GNG2 gene does not affect proliferation or Cxcl10-induced migration of ING4-deleted breast cancer cells
Triple negative breast cancer (TNBC) is more metastatic compared to other breast cancer subtypes. Because metastatic TNBC has limited treatment options, the 5-year survival of patients is 12%. Our research aims to develop treatments to reduce TNBC metastasis. The chemokine Cxcl10 has been shown to induce migration of tumor suppressor Inhibitor of Growth 4 (ING4)-deleted cells through the Cxcr3 receptor. Inhibition of the Cxcr3 G protein βγ subunit blocked migration, indicating that the Gβγ subunit is critical. Previous studies suggested a Gγ gene, G Protein Subunit Gamma 2 (GNG2), is a tumor suppressor. GNG2 involvement in Cxcl10-signaled migration is unknown.
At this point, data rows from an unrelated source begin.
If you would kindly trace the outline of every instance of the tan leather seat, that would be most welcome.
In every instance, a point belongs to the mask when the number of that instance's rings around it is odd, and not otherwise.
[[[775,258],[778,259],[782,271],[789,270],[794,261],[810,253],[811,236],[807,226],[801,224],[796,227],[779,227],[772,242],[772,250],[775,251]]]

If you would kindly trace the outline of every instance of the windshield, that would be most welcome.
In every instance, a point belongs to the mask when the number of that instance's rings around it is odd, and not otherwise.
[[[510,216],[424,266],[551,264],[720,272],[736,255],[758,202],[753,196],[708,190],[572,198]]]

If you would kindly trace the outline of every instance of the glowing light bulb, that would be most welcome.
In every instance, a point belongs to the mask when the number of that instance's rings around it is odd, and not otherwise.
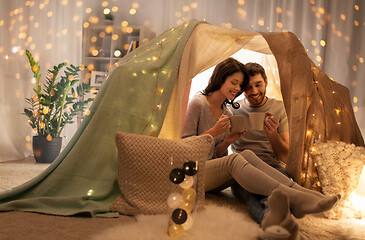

To assess the role of GNG2 in TNBC patient outcome, we performed gene expression analyses of GNG2 and ING4 in the METABRIC dataset. GNG2 was not correlated to disease-free survival, indicating GNG2 did not affect TNBC aggressiveness. To see a possible relationship between GNG2 and ING4, we correlated the genes to patient outcome. Patients with ING4 low tumors had worse outcome regardless of GNG2 expression. These results indicated that low ING4 expression correlated to aggressive TNBC, but GNG2 did not. GNG2 was knocked-out in ING4-deficient TNBC MDA-MB-231 cells to evaluate cancer phenotypes with/without Cxcl10 using proliferation and transwell migration assays. Results showed that GNG2 is not involved in proliferation. Migration results were inconclusive, meaning that GNG2 involvement in the Cxcl10/Cxcr3 pathway remains to be seen. Further studies will determine whether GNG2 is required for Cxcl10-signaled migration. Results of these studies will aid development of targeted treatment for ING4-deficient TNBC metastasis.